On April 3, 2018 NOAA Fisheries held a 2-day meeting in Providence, RI, the Ocean State, to discuss with the fishing industry and managers how to approach the lawsuit filed against NOAA regarding the protection of whales. The suit claims NOAA has failed to protect whales as required by the Endangered Species Act. The evidence, the suit claims, is the declining population of northern right whales and the rope that has been found on living and dead right whales. The current legal challenge is over vertical lobster trap lines.

No reasonable person would deny an effort should be made to preserve the right whale. But not just any convenient effort. For 20 years the legal challenge in New England has focused on lobster trap lines. The lawyers suing NOAA over vertical lobster trap lines know they are dealing with two iconic brands, the whale and the lobster.

Over the last 20 years Maine lobstermen have participated in gear and other research, and complied with a range of gear changes. Measures, it was thought, that would protect whales. Meanwhile, slower ship speeds were optional, seismic testing was OK, dumping plastic trash at sea continued, Canada did nothing about lobster trap rope, and ocean water temperatures and acidity have soared. All real and present threats to the right whale.

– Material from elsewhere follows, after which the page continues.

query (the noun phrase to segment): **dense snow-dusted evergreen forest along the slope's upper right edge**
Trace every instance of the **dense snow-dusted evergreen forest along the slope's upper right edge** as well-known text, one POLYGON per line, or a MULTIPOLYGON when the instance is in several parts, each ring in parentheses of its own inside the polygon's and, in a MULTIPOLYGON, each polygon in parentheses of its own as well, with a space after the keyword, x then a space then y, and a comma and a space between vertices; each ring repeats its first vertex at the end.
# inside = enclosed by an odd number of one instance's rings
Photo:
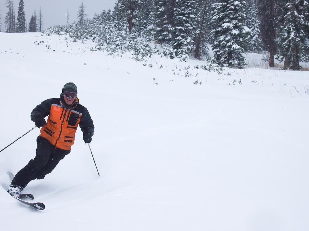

The day before the April 3 meeting the 8.5-ton Chinese space station Tiangong-1 crashed into the Pacific Ocean. Before entering the earth’s atmosphere it traveled through one of the three layered “space junk” zones that now form thickening debris shells above the earth’s atmosphere.

A week later a necropsy on a sperm whale that had washed up on a beach in Spain determined it died from an intestine plugged with 64 pounds of plastic trash. It was one of 30 whales that died in that region in the past year. A recent report by the United Kingdom predicts the amount of plastic littering the oceans will triple within a decade.

Scientists have documented the habitat shift the northern right whale has made to the cooler Gulf of St. Lawrence. Vertical trap lines is a low-hanging issue in the larger problems the right whale faces. Another mammal is making the ocean impossible to live in.